After a dismal 2022 where stock prices cratered as the central bank started to lift borrowing costs, the S&P 500 has jumped nearly 18% year-to-date, powered higher by the rise of AI, cooling inflation, and dwindling recession odds.
However, in a note to clients on Tuesday, Bank of America analysts warn: “US rates climbing close to last year’s highs may pose an underpriced risk for the equity market.”
“Higher yields were a major driver of S&P downside in 2022, but the market’s sensitivity to rates seemed to weaken this year. At least until recently,” they added, noting that the correlation between the benchmark index and 10-year US Treasury yields recently fell to its lowest level in 23 years.
The Fed has tightened by 525 basis points over the past 17 months in a bid to clamp down on inflation. Bond yields are typically closely tied to the bank’s benchmark rate – and when they rise, fixed-income assets grow more appealing relative to stocks, as they offer increasingly large returns with much less risk.

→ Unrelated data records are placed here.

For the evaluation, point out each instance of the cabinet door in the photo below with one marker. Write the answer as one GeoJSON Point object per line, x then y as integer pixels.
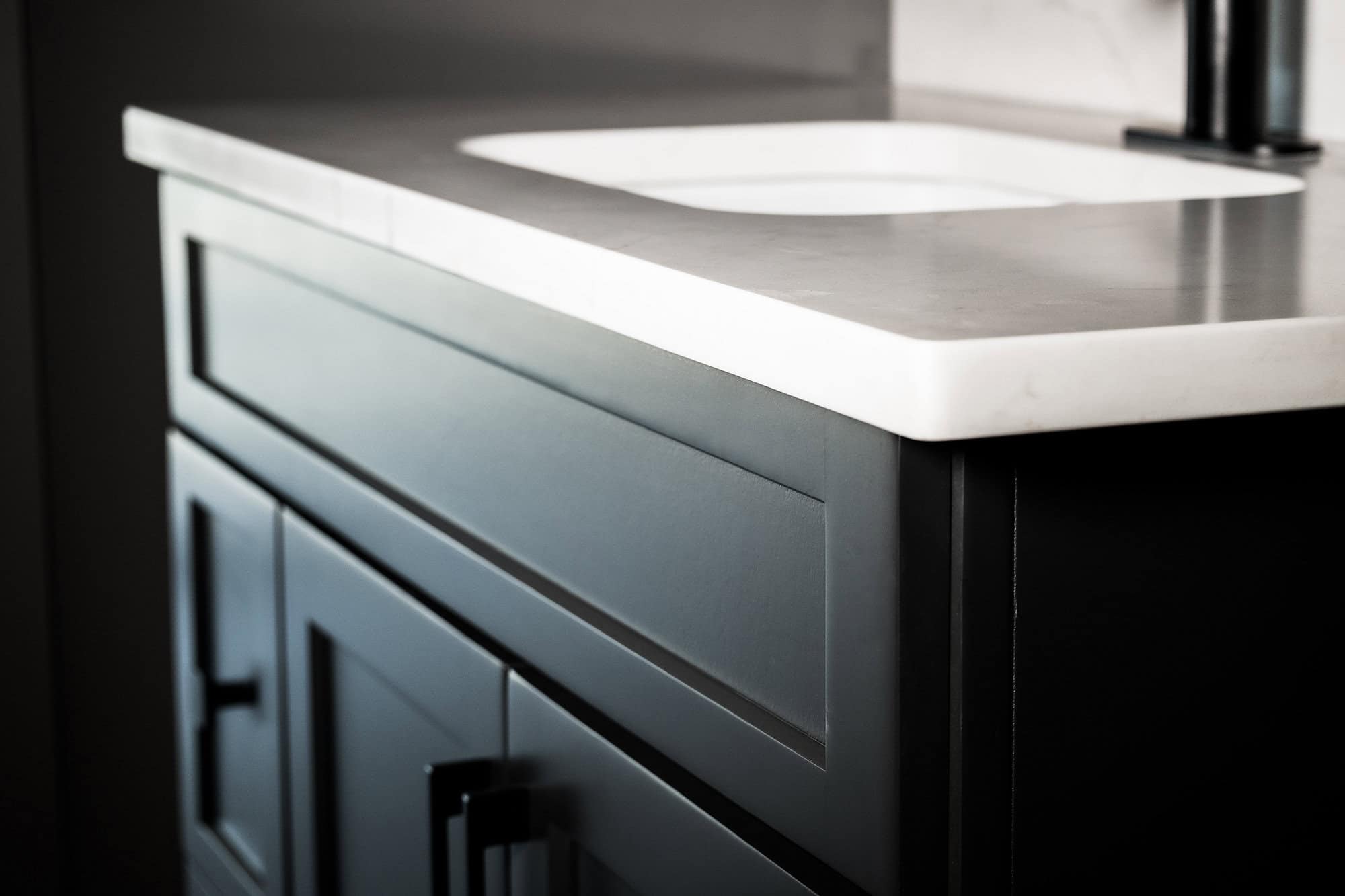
{"type": "Point", "coordinates": [384, 697]}
{"type": "Point", "coordinates": [228, 673]}
{"type": "Point", "coordinates": [586, 819]}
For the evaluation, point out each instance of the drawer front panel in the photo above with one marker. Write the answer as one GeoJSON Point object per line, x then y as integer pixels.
{"type": "Point", "coordinates": [613, 825]}
{"type": "Point", "coordinates": [718, 565]}
{"type": "Point", "coordinates": [708, 564]}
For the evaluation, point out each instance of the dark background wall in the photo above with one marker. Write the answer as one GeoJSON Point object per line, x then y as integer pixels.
{"type": "Point", "coordinates": [28, 752]}
{"type": "Point", "coordinates": [85, 358]}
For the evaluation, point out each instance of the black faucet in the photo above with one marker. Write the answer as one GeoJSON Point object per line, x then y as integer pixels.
{"type": "Point", "coordinates": [1245, 79]}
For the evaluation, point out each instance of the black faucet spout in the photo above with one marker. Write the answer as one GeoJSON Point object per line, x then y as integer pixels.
{"type": "Point", "coordinates": [1245, 77]}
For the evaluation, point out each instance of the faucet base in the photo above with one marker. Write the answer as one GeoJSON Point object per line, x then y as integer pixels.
{"type": "Point", "coordinates": [1274, 146]}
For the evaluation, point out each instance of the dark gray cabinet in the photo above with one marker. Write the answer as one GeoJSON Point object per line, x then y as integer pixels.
{"type": "Point", "coordinates": [540, 610]}
{"type": "Point", "coordinates": [381, 694]}
{"type": "Point", "coordinates": [231, 706]}
{"type": "Point", "coordinates": [748, 584]}
{"type": "Point", "coordinates": [586, 819]}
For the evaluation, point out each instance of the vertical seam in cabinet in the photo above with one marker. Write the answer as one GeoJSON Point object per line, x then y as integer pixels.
{"type": "Point", "coordinates": [283, 694]}
{"type": "Point", "coordinates": [1013, 696]}
{"type": "Point", "coordinates": [957, 560]}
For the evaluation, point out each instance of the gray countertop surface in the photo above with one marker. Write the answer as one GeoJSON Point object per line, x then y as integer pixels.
{"type": "Point", "coordinates": [949, 276]}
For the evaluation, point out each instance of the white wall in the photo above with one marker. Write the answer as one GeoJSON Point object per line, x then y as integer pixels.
{"type": "Point", "coordinates": [1112, 56]}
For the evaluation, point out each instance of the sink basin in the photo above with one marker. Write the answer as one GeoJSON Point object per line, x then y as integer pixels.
{"type": "Point", "coordinates": [866, 167]}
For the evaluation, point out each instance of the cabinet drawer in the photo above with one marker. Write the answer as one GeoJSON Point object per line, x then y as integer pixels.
{"type": "Point", "coordinates": [598, 822]}
{"type": "Point", "coordinates": [668, 544]}
{"type": "Point", "coordinates": [748, 584]}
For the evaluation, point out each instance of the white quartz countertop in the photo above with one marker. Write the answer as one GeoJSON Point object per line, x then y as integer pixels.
{"type": "Point", "coordinates": [933, 326]}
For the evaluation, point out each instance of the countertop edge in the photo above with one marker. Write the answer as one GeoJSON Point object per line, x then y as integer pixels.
{"type": "Point", "coordinates": [933, 391]}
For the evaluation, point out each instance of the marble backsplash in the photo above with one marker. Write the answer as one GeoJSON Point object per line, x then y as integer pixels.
{"type": "Point", "coordinates": [1112, 56]}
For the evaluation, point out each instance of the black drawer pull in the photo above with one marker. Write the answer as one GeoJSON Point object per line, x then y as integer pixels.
{"type": "Point", "coordinates": [493, 818]}
{"type": "Point", "coordinates": [449, 787]}
{"type": "Point", "coordinates": [212, 697]}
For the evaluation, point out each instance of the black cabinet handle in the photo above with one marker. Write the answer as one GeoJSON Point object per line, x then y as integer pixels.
{"type": "Point", "coordinates": [213, 696]}
{"type": "Point", "coordinates": [449, 787]}
{"type": "Point", "coordinates": [493, 818]}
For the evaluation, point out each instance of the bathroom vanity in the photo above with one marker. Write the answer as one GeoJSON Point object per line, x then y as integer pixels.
{"type": "Point", "coordinates": [539, 536]}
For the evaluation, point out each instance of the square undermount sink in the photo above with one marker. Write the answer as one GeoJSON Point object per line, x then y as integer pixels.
{"type": "Point", "coordinates": [866, 167]}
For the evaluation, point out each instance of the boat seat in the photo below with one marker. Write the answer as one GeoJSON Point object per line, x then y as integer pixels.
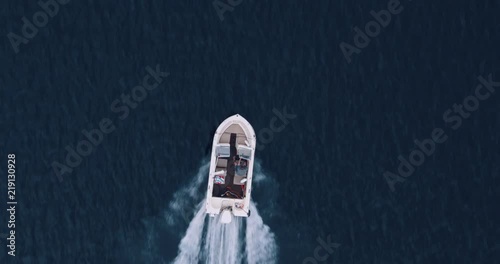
{"type": "Point", "coordinates": [221, 163]}
{"type": "Point", "coordinates": [245, 152]}
{"type": "Point", "coordinates": [223, 150]}
{"type": "Point", "coordinates": [237, 180]}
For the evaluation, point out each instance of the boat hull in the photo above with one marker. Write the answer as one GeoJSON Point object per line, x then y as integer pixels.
{"type": "Point", "coordinates": [230, 182]}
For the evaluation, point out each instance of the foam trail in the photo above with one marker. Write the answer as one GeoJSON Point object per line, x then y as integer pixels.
{"type": "Point", "coordinates": [223, 242]}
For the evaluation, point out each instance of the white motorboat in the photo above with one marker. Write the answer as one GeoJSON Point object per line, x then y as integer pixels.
{"type": "Point", "coordinates": [231, 168]}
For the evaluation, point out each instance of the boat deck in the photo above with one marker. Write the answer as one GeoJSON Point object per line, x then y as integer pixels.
{"type": "Point", "coordinates": [229, 189]}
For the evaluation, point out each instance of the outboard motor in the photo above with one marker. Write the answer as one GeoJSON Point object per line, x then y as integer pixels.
{"type": "Point", "coordinates": [225, 216]}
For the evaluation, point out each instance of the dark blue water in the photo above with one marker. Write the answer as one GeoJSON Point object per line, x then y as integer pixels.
{"type": "Point", "coordinates": [325, 167]}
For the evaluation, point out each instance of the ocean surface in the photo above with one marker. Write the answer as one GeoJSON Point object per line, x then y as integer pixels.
{"type": "Point", "coordinates": [322, 176]}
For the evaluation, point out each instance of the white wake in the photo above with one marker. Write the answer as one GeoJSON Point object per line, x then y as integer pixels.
{"type": "Point", "coordinates": [244, 240]}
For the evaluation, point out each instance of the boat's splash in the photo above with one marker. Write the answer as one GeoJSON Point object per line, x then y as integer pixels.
{"type": "Point", "coordinates": [208, 241]}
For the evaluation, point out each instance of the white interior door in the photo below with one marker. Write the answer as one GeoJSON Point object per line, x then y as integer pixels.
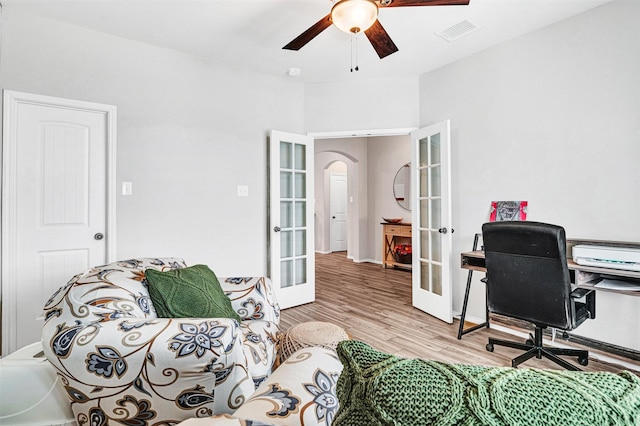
{"type": "Point", "coordinates": [431, 217]}
{"type": "Point", "coordinates": [291, 224]}
{"type": "Point", "coordinates": [58, 163]}
{"type": "Point", "coordinates": [338, 211]}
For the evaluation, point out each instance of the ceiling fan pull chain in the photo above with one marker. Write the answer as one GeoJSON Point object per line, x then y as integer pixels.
{"type": "Point", "coordinates": [351, 52]}
{"type": "Point", "coordinates": [354, 36]}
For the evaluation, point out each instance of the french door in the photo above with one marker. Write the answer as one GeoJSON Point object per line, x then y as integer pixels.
{"type": "Point", "coordinates": [431, 217]}
{"type": "Point", "coordinates": [291, 213]}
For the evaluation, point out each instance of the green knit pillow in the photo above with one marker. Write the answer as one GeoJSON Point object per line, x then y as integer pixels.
{"type": "Point", "coordinates": [192, 292]}
{"type": "Point", "coordinates": [382, 389]}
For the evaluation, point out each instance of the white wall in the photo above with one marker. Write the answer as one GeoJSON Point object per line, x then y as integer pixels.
{"type": "Point", "coordinates": [552, 117]}
{"type": "Point", "coordinates": [361, 105]}
{"type": "Point", "coordinates": [188, 134]}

Bank of America’s warning comes as waves of positive economic data have given investors plenty to be hopeful about. The bank’s own forecasters walked back a previous prediction that there would be a US recession in 2023 last week, citing solid growth and near-record low unemployment.
But recession fears ebbing could just end up putting rising rates back to the top of investors’ list of worries, BofA said.
“Should concerns about recession keep fading and fears of inflation or a tighter-than-expected Fed return, there is a risk that higher rates once again become a headwind for stocks,” the analysts wrote.